Bubba Ho-Tep Don Coscarelli
In terms of oddball concepts, it rarely gets more out there than Bubba Ho-Tep's. What if instead of dying, Elvis switched places with an impersonator? And what if Elvis got stuck living the life of the impersonator after all his documents went up in a BBQing accident? And what if the Elvis of today is a crotchety, mean old man with a cancerous sore on his penis who waits for the end in a miserable Texas rest home? And what if this rest home was being stalked by a soul-sucking mummy? Bubba Ho-Tep is a film that could easily slip into B-movie absurdity but it manages to rise above its constraints and bizarre concept due to the strength and performances of its principal actors: Bruce Campbell (Army of Darkness) and Ossie Davis (Malcolm X). While it's easy to marvel at Campbell's brilliant performance (he literally becomes "the King"), it is Davis's role as JFK (now black and wheel-chair bound) that lends the movie its dramatic weight, anchoring its flights of fancy with the fate most will face: old age. Director Don Coscarelli takes care to honour writer Joe R. Lansdale's script, exhibiting society's abhorrence of anything old, especially people, while also empowering the elderly, making them the heroes of the film. Despite it looking its B-movie origins at points and its pacing dragging slightly, it's the performances and underlying themes of humanity that make it cult royalty. It may only be a single-disc, but Bubba comes complete with a commentary from Coscarelli and Campbell. Content to be at the end of the project, Coscarelli and Campbell reflect on the journey, feeding off each other and dropping tidbits about placing Bruce in danger, the screening during Toronto's International Film Fest while SARS was in the air and their inability to use any Elvis music or films due to budget restraints. But it is Ossie Davis, in the "making of" featurette, who offers a moving critique on his life's work that again carries the most dramatic weight. Hell, Bubba Ho-Tep is so good even the King manages to drop by for a commentary track. Plus: deleted scenes, more. (MGM)

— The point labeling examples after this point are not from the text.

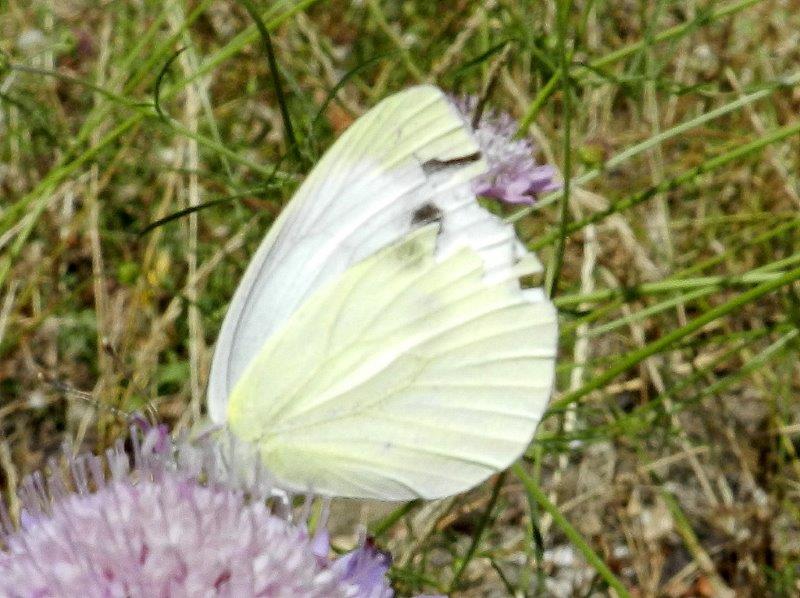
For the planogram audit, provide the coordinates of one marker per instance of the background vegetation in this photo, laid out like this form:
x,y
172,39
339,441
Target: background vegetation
x,y
668,462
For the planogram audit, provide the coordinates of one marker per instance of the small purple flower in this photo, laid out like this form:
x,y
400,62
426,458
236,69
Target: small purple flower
x,y
514,176
156,530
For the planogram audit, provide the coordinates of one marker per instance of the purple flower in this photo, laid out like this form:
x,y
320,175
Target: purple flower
x,y
514,176
155,529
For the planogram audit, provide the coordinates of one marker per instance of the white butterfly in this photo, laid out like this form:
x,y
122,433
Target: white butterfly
x,y
379,344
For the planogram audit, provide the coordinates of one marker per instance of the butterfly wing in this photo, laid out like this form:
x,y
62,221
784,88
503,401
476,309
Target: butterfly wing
x,y
370,189
410,375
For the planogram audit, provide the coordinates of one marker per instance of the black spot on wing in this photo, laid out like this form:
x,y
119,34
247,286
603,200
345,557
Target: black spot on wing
x,y
426,214
433,166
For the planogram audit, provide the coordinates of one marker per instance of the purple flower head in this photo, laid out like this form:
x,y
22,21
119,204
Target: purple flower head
x,y
513,176
160,528
366,568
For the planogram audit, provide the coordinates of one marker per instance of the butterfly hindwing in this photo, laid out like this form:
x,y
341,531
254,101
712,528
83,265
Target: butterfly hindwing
x,y
406,376
366,192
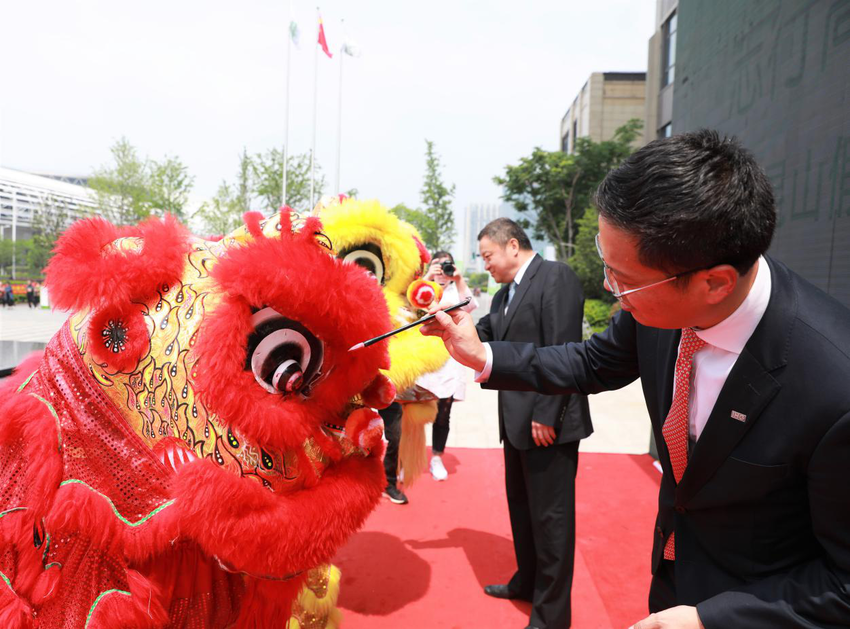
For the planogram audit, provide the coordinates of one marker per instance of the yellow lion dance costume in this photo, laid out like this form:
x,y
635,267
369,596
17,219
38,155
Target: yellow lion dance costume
x,y
368,234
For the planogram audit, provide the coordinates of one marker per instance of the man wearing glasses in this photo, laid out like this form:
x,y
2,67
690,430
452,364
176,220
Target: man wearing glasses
x,y
744,369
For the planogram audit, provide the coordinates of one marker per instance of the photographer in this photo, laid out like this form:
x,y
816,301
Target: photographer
x,y
448,382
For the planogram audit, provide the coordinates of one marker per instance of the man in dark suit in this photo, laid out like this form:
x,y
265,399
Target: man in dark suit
x,y
744,369
540,303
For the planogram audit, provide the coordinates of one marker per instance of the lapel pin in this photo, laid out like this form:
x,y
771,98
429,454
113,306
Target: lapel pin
x,y
739,416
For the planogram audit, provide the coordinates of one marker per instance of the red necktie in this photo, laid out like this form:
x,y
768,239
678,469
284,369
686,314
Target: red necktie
x,y
675,429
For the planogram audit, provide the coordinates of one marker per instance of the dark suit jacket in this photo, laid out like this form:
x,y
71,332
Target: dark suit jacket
x,y
547,308
762,513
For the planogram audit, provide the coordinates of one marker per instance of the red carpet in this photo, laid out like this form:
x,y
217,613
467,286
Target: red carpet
x,y
423,565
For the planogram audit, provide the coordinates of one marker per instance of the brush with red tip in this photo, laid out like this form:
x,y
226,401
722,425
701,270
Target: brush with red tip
x,y
424,319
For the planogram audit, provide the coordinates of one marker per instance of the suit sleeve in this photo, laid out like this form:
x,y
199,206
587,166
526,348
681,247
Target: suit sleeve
x,y
604,362
561,317
485,331
814,594
484,327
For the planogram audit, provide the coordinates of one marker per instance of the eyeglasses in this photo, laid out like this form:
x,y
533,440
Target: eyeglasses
x,y
615,287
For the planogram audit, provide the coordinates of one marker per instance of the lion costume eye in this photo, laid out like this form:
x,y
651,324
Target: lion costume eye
x,y
284,356
367,256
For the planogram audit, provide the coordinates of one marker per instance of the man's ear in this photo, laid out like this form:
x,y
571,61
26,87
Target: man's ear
x,y
719,282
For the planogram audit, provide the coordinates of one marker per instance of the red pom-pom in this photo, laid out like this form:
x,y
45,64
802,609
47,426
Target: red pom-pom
x,y
422,293
380,393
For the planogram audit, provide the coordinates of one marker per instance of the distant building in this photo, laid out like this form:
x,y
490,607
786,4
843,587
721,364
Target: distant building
x,y
776,76
661,71
24,195
607,101
476,216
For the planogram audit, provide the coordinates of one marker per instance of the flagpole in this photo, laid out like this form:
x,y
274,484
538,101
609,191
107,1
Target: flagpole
x,y
286,106
315,116
339,114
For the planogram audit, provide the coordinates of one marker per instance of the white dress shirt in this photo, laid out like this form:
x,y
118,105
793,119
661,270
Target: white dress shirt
x,y
712,363
726,340
515,283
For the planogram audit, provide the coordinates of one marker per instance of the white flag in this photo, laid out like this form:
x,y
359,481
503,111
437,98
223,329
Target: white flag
x,y
294,33
350,48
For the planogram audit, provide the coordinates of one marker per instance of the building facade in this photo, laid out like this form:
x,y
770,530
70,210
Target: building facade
x,y
24,195
606,101
775,75
661,72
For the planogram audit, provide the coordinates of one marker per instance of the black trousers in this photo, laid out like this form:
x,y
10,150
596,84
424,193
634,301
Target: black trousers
x,y
392,431
662,592
440,431
540,485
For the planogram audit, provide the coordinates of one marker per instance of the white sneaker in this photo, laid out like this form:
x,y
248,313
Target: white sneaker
x,y
438,470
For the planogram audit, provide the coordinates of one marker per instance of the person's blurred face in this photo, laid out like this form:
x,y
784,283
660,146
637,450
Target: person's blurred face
x,y
663,306
500,262
439,277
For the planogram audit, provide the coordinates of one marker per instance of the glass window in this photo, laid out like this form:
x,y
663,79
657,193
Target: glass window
x,y
669,52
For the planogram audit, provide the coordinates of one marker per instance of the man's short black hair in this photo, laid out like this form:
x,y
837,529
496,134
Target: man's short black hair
x,y
501,230
693,201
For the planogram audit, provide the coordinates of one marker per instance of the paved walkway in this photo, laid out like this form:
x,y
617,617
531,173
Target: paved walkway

I couldn't believe the obstacles that were placed in Bubba's path, in terms of financing and distributing, considering those involved.

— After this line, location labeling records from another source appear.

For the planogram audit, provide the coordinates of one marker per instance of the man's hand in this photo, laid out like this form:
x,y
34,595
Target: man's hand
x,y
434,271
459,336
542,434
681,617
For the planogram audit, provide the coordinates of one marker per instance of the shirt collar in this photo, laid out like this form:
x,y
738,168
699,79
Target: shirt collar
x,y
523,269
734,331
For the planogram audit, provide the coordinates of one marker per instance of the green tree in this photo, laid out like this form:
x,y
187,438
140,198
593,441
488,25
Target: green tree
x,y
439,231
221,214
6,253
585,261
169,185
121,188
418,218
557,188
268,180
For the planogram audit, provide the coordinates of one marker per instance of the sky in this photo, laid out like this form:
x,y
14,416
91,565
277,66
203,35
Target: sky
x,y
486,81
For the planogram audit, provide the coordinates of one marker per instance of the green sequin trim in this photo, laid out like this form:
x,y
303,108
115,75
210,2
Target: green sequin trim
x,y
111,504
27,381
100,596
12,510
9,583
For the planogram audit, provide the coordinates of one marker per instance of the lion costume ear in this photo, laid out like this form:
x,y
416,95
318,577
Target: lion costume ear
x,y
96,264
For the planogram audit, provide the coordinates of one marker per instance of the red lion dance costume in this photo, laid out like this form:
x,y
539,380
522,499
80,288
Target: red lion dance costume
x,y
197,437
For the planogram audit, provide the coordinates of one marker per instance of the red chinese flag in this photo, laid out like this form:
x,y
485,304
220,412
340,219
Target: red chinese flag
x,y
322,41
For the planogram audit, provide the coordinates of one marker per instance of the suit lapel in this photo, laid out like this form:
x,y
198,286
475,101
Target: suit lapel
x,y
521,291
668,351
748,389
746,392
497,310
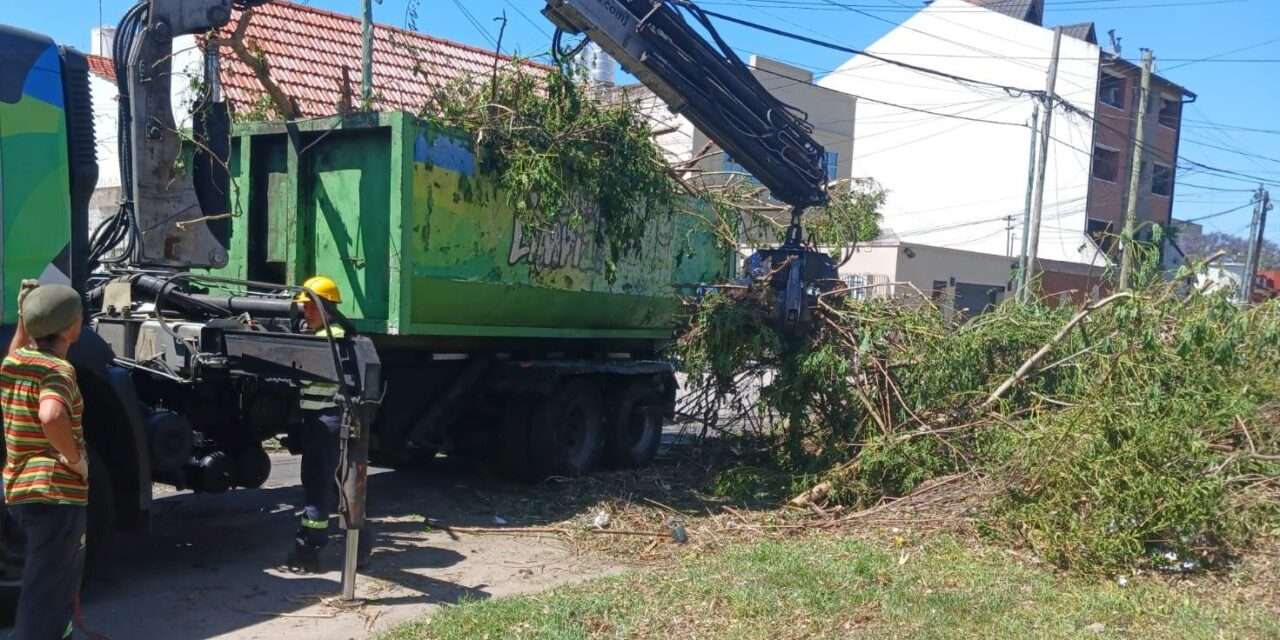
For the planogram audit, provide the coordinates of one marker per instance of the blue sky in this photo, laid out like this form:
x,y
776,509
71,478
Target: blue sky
x,y
1234,88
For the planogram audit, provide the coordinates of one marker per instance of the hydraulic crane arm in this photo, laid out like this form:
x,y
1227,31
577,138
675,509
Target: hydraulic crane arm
x,y
711,86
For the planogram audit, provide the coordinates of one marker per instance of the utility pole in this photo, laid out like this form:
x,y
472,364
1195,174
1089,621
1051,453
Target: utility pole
x,y
366,58
1262,202
1027,208
1041,165
1130,214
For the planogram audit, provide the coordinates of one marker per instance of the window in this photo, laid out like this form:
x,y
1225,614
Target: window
x,y
1162,179
1111,91
832,165
1170,112
1106,164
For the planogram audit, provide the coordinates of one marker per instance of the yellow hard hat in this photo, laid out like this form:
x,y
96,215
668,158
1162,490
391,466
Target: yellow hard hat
x,y
323,287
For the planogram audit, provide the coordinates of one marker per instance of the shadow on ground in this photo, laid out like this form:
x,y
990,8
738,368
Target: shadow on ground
x,y
209,566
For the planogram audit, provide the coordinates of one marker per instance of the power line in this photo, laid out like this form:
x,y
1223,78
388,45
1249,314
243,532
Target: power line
x,y
1217,214
530,21
874,56
475,23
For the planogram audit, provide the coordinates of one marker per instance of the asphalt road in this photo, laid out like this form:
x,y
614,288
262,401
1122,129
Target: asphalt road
x,y
209,566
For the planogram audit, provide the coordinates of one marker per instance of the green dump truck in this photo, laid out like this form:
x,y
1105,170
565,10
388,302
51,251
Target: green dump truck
x,y
481,334
496,338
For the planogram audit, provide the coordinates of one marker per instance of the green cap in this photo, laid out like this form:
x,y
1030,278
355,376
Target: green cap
x,y
50,309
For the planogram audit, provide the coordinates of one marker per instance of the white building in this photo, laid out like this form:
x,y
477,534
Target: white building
x,y
955,155
187,68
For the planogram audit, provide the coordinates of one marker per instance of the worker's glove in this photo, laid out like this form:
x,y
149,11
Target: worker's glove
x,y
80,467
23,289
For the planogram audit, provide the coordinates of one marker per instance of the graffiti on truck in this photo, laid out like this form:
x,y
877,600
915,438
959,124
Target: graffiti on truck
x,y
562,245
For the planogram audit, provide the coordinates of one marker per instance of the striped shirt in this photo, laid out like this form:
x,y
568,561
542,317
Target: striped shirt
x,y
32,471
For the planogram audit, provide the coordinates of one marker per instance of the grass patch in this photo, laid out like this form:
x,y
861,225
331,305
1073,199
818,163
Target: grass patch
x,y
844,588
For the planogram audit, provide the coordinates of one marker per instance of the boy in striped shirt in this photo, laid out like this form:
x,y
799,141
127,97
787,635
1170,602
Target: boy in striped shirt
x,y
46,469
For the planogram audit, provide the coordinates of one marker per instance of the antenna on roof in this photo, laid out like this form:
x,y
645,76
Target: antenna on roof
x,y
1115,42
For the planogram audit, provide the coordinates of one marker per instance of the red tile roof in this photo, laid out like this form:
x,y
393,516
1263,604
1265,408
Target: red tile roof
x,y
307,50
101,67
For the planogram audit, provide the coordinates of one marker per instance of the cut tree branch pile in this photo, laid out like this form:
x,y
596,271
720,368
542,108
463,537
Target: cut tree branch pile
x,y
1146,440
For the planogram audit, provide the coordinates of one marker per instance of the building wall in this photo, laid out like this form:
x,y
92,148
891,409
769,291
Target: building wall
x,y
924,266
954,182
187,69
1109,199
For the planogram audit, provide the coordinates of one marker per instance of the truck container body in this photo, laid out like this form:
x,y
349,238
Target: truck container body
x,y
400,213
487,328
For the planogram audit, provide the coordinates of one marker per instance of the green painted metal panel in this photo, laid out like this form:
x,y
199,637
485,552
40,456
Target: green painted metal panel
x,y
397,211
348,201
35,199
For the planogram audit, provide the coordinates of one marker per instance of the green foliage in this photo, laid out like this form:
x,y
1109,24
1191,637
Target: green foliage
x,y
851,215
562,155
1147,435
828,588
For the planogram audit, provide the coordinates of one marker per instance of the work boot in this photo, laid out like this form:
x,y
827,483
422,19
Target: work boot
x,y
305,558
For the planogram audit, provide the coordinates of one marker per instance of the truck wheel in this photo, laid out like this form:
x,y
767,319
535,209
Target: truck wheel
x,y
99,530
568,430
635,425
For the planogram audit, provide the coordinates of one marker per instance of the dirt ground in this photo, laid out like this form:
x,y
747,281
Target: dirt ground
x,y
209,567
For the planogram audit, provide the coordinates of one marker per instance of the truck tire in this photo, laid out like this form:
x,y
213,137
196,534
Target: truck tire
x,y
635,425
568,429
100,528
99,531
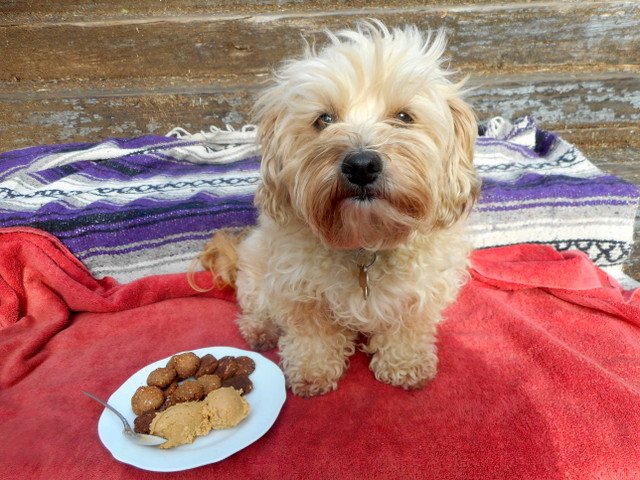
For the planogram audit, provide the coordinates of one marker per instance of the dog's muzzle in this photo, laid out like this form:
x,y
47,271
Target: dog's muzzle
x,y
361,168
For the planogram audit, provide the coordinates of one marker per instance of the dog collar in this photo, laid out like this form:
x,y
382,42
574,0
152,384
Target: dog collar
x,y
364,260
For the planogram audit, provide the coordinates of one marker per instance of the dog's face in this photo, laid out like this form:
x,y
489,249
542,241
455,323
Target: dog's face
x,y
367,140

Bruce Campbell: Awww, it's the usual. Every major distributor turned us down and now it's the gag; it is like a bank loan: in order to get a loan you have to prove that you don't need it. We proved that we don't need them and now MGM are handling the distribution. It's a very odd industry. Shockingly, people aren't that imaginative in Hollywood, it's one of the least imaginative industries I've ever found, which is ironic considering it's supposed to be creative

Has playing "one of the greatest entertainers ever" grappling with mortality and age affected your view on aging?
I was 42 when we shot, the same age as Elvis when he died. That was weird, because I thought, "wow, he really had to trash himself to be dead now," because I felt pretty good. The money, the power, it's a bad combination, throw a little ignorance in and it's a volatile combination. My job was to portray a guy who was an old man. He doesn't have the Memphis Mafia, he doesn't even have his dance moves, his health is gone, no one believes him, that was my deal, just play an old guy; it wasn't so much playing "Elvis."

So there were no considerations about portraying an icon and how it would be received?
I think the film is very positive. You find him in the shitter, you always have to have somewhere to go with your character. You have nowhere to go but up, he's got cancer on his dick and he's 70 and he's dying, what could be worse for a guy who used to be Elvis? That was the only challenge, not "what would people think of the icon?"